Здесь я не выдержал и откровенно расхохотался.
— А вы что, можете предложить мне должность президента?!
— А потшему нет? Только тля эттохо нато фаш психотипп опретелить. Тут я понял, что попался. Понял, кто такой бородач, предлагавший выпить водки с пивом, почему он с ехидством на меня смотрел, и что собой представляет странное бюро по найму. Сам работаю на радио в юмористической программе, приколы и розыгрыши мой хлеб — и надо же, попался на крючок к коллегам с телевидения! Ловко они придумали с фотообоями — за ними можно не одного оператора с десятком камер разместить, чтобы заснять лоха, возмечтавшего стать президентом банановой республики, а затем показать по телевидению. Ладно, постараюсь подыграть. Родственные, все-таки, души…
— А как мой психотип определить?
— Отшень просто. Тсетшас я фам оттепу эттот праслет, — «Гурвинек» взял со стола прозрачный браслет с двумя проводками, ведущими к компьютеру, — и мы опреттелим фаши фосмошности. Фи не фосрашаете?
— Бога ради! — Я состроил лучезарную улыбку, словно меня уговорили рекламировать зубную пасту, и протянул руку. — Будьте любезны!
«Гурвинек» нацепил браслет на мое запястье и повернулся к компьютеру. Что-то с его руками было не так, но что именно я понял только тогда, когда пальцы забегали по клавиатуре. У него было но шести пальцев на руках! Слышал я о подобных генетических отклонениях — шестипалость, полная волосатость лица, «волчьи» уши, хвостатость, — но воочию наблюдать не приходилось. Молодец, режиссер, такой типаж откопал!

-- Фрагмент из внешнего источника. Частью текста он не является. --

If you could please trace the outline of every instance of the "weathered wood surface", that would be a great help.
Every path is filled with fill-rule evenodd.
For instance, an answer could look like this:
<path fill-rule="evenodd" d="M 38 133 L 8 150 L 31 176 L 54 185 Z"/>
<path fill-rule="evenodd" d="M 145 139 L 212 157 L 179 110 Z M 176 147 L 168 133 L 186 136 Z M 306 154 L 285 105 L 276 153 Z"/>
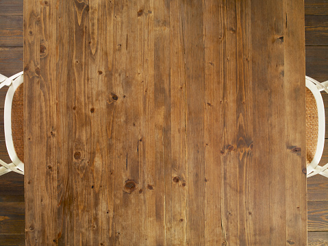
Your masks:
<path fill-rule="evenodd" d="M 328 231 L 328 201 L 309 201 L 307 206 L 307 230 Z"/>
<path fill-rule="evenodd" d="M 327 0 L 305 0 L 304 1 L 305 14 L 327 15 Z"/>
<path fill-rule="evenodd" d="M 24 233 L 24 202 L 0 202 L 0 234 Z"/>
<path fill-rule="evenodd" d="M 309 232 L 307 235 L 308 246 L 328 245 L 328 232 Z"/>
<path fill-rule="evenodd" d="M 306 75 L 318 82 L 328 80 L 328 46 L 306 47 Z"/>
<path fill-rule="evenodd" d="M 23 47 L 23 16 L 5 15 L 0 19 L 0 47 Z"/>
<path fill-rule="evenodd" d="M 328 15 L 305 15 L 305 45 L 328 45 Z"/>
<path fill-rule="evenodd" d="M 25 238 L 24 234 L 0 234 L 1 246 L 24 246 Z"/>
<path fill-rule="evenodd" d="M 23 0 L 0 0 L 0 15 L 23 16 Z"/>
<path fill-rule="evenodd" d="M 24 3 L 27 245 L 306 245 L 303 1 Z"/>

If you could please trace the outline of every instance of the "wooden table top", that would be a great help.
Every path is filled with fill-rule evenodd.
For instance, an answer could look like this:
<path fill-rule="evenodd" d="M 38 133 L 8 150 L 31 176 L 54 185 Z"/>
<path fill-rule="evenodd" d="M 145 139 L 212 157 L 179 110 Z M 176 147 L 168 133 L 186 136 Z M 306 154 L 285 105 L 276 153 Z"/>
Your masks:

— Т-так… — протянул «Гурвинек», глядя на экран. — Преситтентом, к сошалению, фам не пыть. Сохласно фашему психотиппу, моху претлошить три толшности — квасистером на Шаттанете, сайнесером на Фасанхе, и стерхайсером на Минейре.
Слыхом не слыхивал ни о таких профессиях, ни, тем более, странах. Однако уточнять не стал, чтобы не ломать чужую игру.
— А лифтером-банщиком в Гваделупе? Или чесальщиком в Гондурасе? осклабился я.
— Таких факансий не имеется, — не менее лучезарно улыбнулся в ответ клерк. По выражению глаз-очков было видно, что моей шутки он не понял. Я не стал объяснять, что лифтер в бане не перевозит кого-то с этажа на этаж, а лифчики расстегивает, ну, а чесальщик Гондураса — это и коню понятно. Как там у скабрезного Фесенко: «Все мы, чесальщики Гондураса и прилегающих частей тела…»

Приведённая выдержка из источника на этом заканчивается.